Sin una reforma clara, nuestro país corre el riesgo de perder recaudación y generar incertidumbre en el sector privado y respecto a la inversión extranjera.
La digitalización ha difuminado las fronteras fiscales. Empresas sin presencia física en territorio dominicano pueden generar ingresos significativos por servicios prestados a consumidores locales. El marco legal actual, diseñado para un modelo de negocios tradicional, se queda corto frente a esta realidad.
El reto no es solo recaudar más, sino hacerlo de manera competitiva y equitativa. Un impuesto excesivo podría frenar la innovación, desincentivar la inversión y trasladar costos a los consumidores. Por el contrario, una regulación demasiado laxa genera desigualdad entre negocios locales, sujetos a una carga fiscal más alta, y gigantes digitales extranjeros que operan con ventajas. Una de las discusiones más relevantes es la tributación de servicios digitales foráneos.
En varios países de Latinoamérica ya se aplican impuestos indirectos, como el ITBIS (conocido como IVA en estos países), a las suscripciones de streaming, publicidad digital y aplicaciones en línea. República Dominicana necesita definir un mecanismo transparente que evite la doble tributación y garantice que el impuesto se recaude en el punto de consumo.

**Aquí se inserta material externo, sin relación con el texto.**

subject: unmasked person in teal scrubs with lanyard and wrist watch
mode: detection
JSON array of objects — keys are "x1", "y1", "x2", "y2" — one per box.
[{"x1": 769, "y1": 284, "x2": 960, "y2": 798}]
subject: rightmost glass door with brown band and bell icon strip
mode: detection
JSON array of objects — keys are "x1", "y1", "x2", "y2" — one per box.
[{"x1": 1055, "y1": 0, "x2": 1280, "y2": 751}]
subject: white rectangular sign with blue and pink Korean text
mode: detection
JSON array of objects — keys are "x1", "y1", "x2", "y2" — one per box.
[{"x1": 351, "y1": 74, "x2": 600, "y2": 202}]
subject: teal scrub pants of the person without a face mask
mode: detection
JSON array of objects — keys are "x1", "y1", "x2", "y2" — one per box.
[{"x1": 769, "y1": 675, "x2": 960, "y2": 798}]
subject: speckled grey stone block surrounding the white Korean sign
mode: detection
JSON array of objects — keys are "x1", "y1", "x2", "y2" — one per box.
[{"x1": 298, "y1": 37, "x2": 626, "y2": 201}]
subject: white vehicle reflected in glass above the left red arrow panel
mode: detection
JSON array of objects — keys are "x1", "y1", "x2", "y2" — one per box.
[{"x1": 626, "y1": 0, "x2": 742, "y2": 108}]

El comercio electrónico también merece atención especial. Miles de transacciones se realizan cada día a través de plataformas que intermedian entre vendedores y compradores. Sin reglas claras, surgen vacíos sobre la retención de impuestos, la responsabilidad de las plataformas y la trazabilidad de las operaciones. Una reforma moderna debe contemplar procedimientos simplificados para pequeños negocios en línea.
En el turismo, las plataformas de alojamiento digital representan un capítulo aparte. El sector hotelero regulado denuncia competencia desleal frente a propiedades informales que no pagan los mismos impuestos ni cumplen con estándares de seguridad. Regularlos no significa eliminarlos, sino integrarlos en un marco fiscal y normativo que promueva la equidad y la calidad.
La experiencia internacional ofrece lecciones útiles. México y Chile aplican IVA a servicios digitales desde hace años, mientras que la Unión Europea ha creado reglas específicas para armonizar la tributación en el mercado común. Una reforma tributaria moderna también debe apostar por la cooperación internacional. República Dominicana, como economía abierta y dependiente de capital externo, no puede quedar al margen de estos debates.
En conclusión, regular los servicios digitales y el comercio electrónico no es solo un asunto de recaudación. Es una cuestión de competitividad, equidad y adaptación a la economía del siglo XXI. Si el país diseña un marco claro, predecible y balanceado, no solo ampliará su base tributaria, sino que también dará un mensaje de seguridad jurídica que fortalecerá la inversión y el crecimiento.